Eran otros tiempos, cuando se ejercía la verdadera reportería. Fueron muchos años cubriendo esas fuentes que, cuando uno llegaba a las mencionadas entidades, no había necesidad de preguntar por algún fallo o medida judicial. Por el contrario, nos llamaban y nos las daban de una, por la confianza que nos tenían y, además, porque nos conocían desde hacía muchos años.

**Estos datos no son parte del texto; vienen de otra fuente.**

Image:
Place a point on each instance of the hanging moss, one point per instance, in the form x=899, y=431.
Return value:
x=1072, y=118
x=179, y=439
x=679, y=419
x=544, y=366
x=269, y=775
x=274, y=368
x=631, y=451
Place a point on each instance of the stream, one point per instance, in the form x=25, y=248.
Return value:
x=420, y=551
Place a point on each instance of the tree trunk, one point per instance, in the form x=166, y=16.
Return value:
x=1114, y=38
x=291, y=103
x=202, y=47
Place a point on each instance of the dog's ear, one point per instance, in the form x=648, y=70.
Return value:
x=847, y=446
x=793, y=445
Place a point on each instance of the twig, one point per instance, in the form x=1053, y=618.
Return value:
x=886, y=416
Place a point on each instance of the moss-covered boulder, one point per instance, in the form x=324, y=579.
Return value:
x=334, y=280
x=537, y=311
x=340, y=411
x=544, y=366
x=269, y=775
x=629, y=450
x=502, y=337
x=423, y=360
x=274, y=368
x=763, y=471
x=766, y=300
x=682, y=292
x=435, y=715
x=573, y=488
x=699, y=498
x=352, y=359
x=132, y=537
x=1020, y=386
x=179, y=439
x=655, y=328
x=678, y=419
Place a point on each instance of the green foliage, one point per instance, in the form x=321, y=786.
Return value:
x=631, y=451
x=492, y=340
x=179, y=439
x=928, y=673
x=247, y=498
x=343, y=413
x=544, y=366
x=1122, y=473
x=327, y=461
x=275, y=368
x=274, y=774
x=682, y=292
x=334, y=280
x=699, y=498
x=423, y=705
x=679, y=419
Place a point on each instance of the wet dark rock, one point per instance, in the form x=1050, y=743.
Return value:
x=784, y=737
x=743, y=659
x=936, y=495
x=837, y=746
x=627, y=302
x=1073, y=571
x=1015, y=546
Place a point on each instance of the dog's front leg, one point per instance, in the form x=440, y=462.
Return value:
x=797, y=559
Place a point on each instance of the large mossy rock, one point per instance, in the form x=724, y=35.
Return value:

Y eran verdaderas primicias, que conocíamos primero incluso que los abogados de las partes procesales de los casos. Ellos se enteraban de los estados de los procesos que defendían, cuando nosotros los publicábamos en los respectivos medios de comunicación que laborábamos. Era un periodismo nato, donde imperaba la competencia, la chiva, primicia o quien lo dijera primero. Mi mayor competencia, sin duda, era Ramón Vásquez, quien como yo, había cultivado unas fuentes fidedignas en esos entes judiciales y disciplinarios. Además, porque él trabajaba en un periódico, cuyo dueño no se resignaba a dejar su espíritu reporteril, pese a que ya era un empresario exitoso con un medio de comunicación cotizado.
Con Ramón, yo había laborado antes en el diario La Libertad de Barranquilla y sabía muy bien de su laboriosidad para escudriñar las noticias y cómo las redactaba de bien. Era muy bueno en el oficio. Varias veces me chivió y yo también lo hice, claro que a él le iba muy mal cuando yo lo chiviaba, por cuanto al dueño del periódico donde él trabajaba, le enfurecía que el periódico rival publicara la noticia primero. Y si no me creen, pregúntenle a él.
Hoy en día, en Santa Marta, los periodistas se enteran de un fallo judicial, una medida de la Fiscalía o una sanción disciplinaria de la Procuraduría, a través de los portales de esas entidades. Es decir, después de varios días. Ya no existe ese espíritu o voluntad de buscar la noticia, para decirla primero, un acto fundamental y primordial, para brindar credibilidad a los oyentes, lectores o espectadores. Sin duda, lo que hoy en día nos diferenciaría de los múltiples informadores que actualmente existen en las redes sociales.